If sPath <> FolderPath Then

    If bTempFolder = False Then
        sMsg = “”
        sMsg = sMsg & “Microsoft Office will not allow ” & APP_NAME & ” to open files from this location: ”
        sMsg = sMsg & vbCrLf & vbCrLf
        sMsg = sMsg & vbTab & “‘” & FolderPath & “‘”
        sMsg = sMsg & vbCrLf & vbCrLf
        sMsg = sMsg & “Would you like to add this folder to Microsoft Office’s list or Trusted Locations?”
        Select Case MsgBox(sMsg, vbQuestion + vbYesNo, APP_NAME & “: do you trust files from this location?”)
        Case vbYes
            ‘ continue
        Case Else   ‘ Else captures cancel actions as well as an explicit ‘No’
            Err.Raise -559038737, APP_NAME & “: TrustThisFolder”, “user chose not to add folder to ‘Trusted Locations'”
            Exit Sub ‘ This is dead code …unless error-handling is bypassed. One day, you’ll thank me for this.
        End Select
    End If

    If IsNumeric(Replace(sSubKey, “Location”, “”)) Then
        i = CLng(Replace(sSubKey, “Location”, “”)) + 1
        i = UBound(oSubKeys) + 1
    End If
    sSubKey = “Location” & CStr(i)
    If TrustNetworkFolders Then
        iTrustNetwork = 1
        oRegistry.GetDWordValue HKEY_CURRENT_USER, sKeyPath, “AllowNetworkLocations”, iTrustNetwork
        If iTrustNetwork = 0 Then
            oRegistry.SetDWordValue HKEY_CURRENT_USER, sKeyPath, “AllowNetworkLocations”, 1
        End If
    End If
    oRegistry.CreateKey HKEY_CURRENT_USER, sKeyPath & “\” & sSubKey
    oRegistry.SetStringValue HKEY_CURRENT_USER, sKeyPath & “\” & sSubKey, “Path”, FolderPath
    oRegistry.SetStringValue HKEY_CURRENT_USER, sKeyPath & “\” & sSubKey, “Description”, sDescription
    oRegistry.SetDWordValue HKEY_CURRENT_USER, sKeyPath & “\” & sSubKey, “AllowSubFolders”, 1
    MsgPopup “Successfully added ‘” & FolderPath & “‘ to the Microsoft Office Trusted Folders list.”, vbInformation, APP_NAME & “: Action confirmed.”, 3
End If


    Set oRegistry = Nothing
    Exit Sub

    Resume ExitSub

End Sub

Note that this code is dependent on user intervention to confirm removing the ‘Trusted Location’ setting. You can remove the dialogues, but I’d urge you to consult your sysadmin before you do.

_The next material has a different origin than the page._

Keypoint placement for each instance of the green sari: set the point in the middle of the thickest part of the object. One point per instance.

(Note: I’m using ‘popup’ dialogue boxes, which disappear automatically after a preset interval, allowing the code to continue. Ask if you want the code)

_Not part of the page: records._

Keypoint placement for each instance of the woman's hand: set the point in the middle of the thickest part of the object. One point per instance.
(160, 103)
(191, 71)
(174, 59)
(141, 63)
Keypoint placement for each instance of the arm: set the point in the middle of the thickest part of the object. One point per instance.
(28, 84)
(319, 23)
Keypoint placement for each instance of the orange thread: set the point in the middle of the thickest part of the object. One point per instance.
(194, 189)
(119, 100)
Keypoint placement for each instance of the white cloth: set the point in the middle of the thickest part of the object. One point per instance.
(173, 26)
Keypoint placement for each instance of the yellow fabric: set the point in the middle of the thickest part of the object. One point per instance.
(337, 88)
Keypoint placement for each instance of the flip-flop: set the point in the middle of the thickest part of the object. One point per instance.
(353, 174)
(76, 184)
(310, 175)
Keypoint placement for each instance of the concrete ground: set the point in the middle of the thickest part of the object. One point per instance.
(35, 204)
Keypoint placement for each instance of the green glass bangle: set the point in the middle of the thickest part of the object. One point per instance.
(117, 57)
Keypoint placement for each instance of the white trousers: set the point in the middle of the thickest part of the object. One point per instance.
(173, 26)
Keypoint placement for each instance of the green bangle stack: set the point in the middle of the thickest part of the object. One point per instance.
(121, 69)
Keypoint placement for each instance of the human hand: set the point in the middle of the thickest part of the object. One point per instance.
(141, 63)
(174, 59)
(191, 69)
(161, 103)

After that, it gets arcane. Here’s the code I wrote for the last time I had to use a separate instance of Excel.exe to open a file:

With New Excel.Application

    .ShowStartupDialog = False
    .Visible = False
    .EnableCancelKey = xlDisabled
    .UserControl = False
    .Interactive = False
    .EnableEvents = False

    .DisplayAlerts = False
    .AutomationSecurity = msoAutomationSecurityForceDisable

    .Workbooks.Add ‘ Calculation property is not available if no workbooks are open
    If .Calculation <> xlCalculationManual Then
        .Calculation = xlCalculationManual
    End If

    On Error Resume Next

    For i = .Workbooks.Count To 1 Step -1
        .Workbooks(i).Close False
    Next i

    On Error Resume Next

    For i = 1 To .AddIns.Count
        If .AddIns(i).IsOpen Then
            .AddIns(i).Installed = False
        End If
    Next i

    For i = 1 To .COMAddIns.Count
        If .COMAddIns(1).progID Like “*Information*Classification*” Then
            ‘ no action
            .COMAddIns(i).Connect = False
            If Not .COMAddIns(i).Object Is Nothing Then
            End If
        End If
    Next i

End With

You’ll note the  ‘On error Resume Next’  in there: some Add-Ins can’t be closed.

After that, it’s phases of the moon and human sacrifice. Or, maybe, a quick look at the other answers on Stack Oveflow.